A startup best known for hybrid-electric aircraft has unveiled a twin-fuselage passenger-jet concept that looks like it was designed by someone tired of conventional airplanes. Electra’s new design pairs a ”double bubble” fuselage with a flow-management system called Boundary Layer Ingestion, and the pitch is straightforward: more cabin space, less drag, and a path to cleaner aviation without forcing airports to rebuild from scratch.
The project sits inside NASA’s Advanced Aircraft Concepts for Environmental Sustainability 2050 program, which is chasing a sharp cut in aviation’s environmental footprint by mid-century. That’s the real tell here. The industry is no longer only chasing quieter motors or better wing shapes; it is trying to squeeze efficiency out of the whole aircraft body, because the easy gains are mostly gone.
How the double-bubble fuselage works
Electra’s fuselage uses a wide-body-style ”double bubble” shape that is meant to do two things at once: improve aerodynamics and create a roomier cabin. In practice, the aircraft would still be comparable in size to narrow-body jets, but inside it would have a wider passenger area with two aisles. Airlines will like the boarding math; passengers will probably just enjoy not playing elbow chess for once.
That cabin layout is not just about comfort. Two aisles can speed up boarding and deplaning, which is one of those unglamorous airline headaches that quietly cost time and money on every turn. If Electra’s geometry can deliver that without a weight penalty, it becomes more interesting than a pure design exercise.
Boundary Layer Ingestion and extra efficiency
The second idea is Boundary Layer Ingestion, or BLI. Instead of relying only on two under-wing turbofan engines, the concept uses them to power additional electric fans at the rear of the aircraft, where they capture slower-moving air along the fuselage and accelerate it again.
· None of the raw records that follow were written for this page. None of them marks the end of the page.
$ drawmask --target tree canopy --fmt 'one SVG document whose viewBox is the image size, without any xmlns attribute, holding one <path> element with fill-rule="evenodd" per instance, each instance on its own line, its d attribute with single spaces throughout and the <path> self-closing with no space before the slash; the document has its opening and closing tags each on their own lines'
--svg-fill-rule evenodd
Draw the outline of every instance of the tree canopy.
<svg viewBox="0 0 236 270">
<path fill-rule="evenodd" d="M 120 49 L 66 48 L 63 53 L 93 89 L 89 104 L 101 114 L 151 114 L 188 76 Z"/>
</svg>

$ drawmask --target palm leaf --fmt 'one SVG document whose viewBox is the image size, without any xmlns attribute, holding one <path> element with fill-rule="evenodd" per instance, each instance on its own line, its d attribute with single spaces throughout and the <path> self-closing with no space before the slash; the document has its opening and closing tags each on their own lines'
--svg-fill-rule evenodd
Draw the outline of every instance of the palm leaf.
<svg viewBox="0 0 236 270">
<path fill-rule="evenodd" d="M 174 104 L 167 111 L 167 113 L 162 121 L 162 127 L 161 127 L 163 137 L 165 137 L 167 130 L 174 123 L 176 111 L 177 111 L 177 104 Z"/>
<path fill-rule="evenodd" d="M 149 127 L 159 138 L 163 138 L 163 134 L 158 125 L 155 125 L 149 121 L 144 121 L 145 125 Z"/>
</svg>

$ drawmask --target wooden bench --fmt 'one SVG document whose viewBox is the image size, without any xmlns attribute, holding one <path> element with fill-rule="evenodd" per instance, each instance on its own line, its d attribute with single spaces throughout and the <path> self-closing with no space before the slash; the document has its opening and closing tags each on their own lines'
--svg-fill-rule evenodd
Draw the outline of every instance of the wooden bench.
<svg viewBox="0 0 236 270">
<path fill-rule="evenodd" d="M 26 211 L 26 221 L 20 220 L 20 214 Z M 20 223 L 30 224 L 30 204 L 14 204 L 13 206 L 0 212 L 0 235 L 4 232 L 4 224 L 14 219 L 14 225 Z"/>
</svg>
That reduces drag, at least in theory, and Electra says the approach could add up to 17% more fuel efficiency on top of the industry improvements expected by 2050.
- Two turbofan engines under the wing provide thrust and electrical power.
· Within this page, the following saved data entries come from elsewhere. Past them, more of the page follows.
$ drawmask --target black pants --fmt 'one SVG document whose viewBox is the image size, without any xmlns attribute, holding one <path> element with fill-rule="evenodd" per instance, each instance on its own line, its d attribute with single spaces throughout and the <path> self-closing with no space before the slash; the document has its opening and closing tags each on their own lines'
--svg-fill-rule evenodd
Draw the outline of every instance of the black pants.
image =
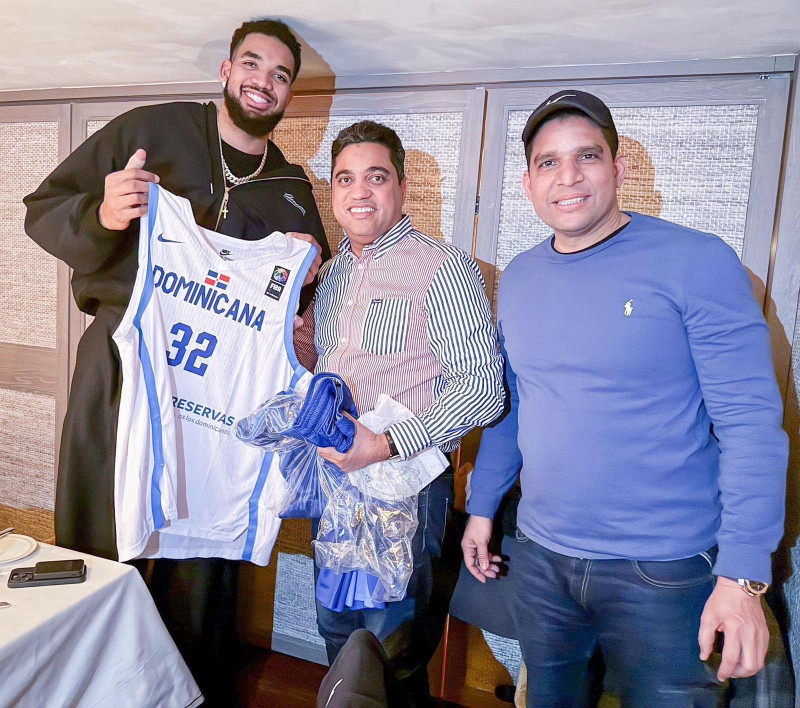
<svg viewBox="0 0 800 708">
<path fill-rule="evenodd" d="M 236 654 L 239 561 L 221 558 L 130 561 L 145 579 L 206 706 L 230 706 Z"/>
<path fill-rule="evenodd" d="M 380 639 L 398 679 L 403 706 L 430 703 L 428 662 L 442 637 L 458 578 L 463 524 L 453 516 L 453 474 L 431 482 L 419 494 L 419 526 L 412 550 L 414 572 L 405 599 L 381 610 L 334 612 L 317 603 L 317 626 L 332 664 L 356 629 Z M 316 524 L 313 527 L 316 535 Z"/>
</svg>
- Extra electric fans in the tail ingest slower boundary-layer air.
- The goal is lower drag and better fuel burn without major airport changes.
That last point matters because aviation is full of concepts that only work if the entire system gets rebuilt around them. Electra is arguing the opposite: use standard airport infrastructure, burn conventional jet fuel or sustainable aviation fuel, and let the airframe do more of the efficiency work. It is a more pragmatic sales pitch than the usual hydrogen opera.
The partner list is the real signal
Electra did not release the concept into a vacuum. American Airlines, Honeywell Aerospace, Lockheed Martin’s Skunk Works, Hinetics, MIT, the University of Michigan, and the University of California, Irvine are all involved in the effort. That mix of airline, aerospace industrial muscle, and research institutions suggests the idea is being treated as more than a render for the annual futurism slide deck.
Alongside the concept, Electra published 11 technical documents with calculations and models, plus a design software tool built on NASA’s open Aviary platform for electrified aircraft. For a sector where many ”future of flight” announcements are all mood board and no math, that is a welcome change. The obvious question now is whether this configuration can survive the usual airline gauntlet of weight, maintenance, certification, and economics – the four horsemen of aviation reality.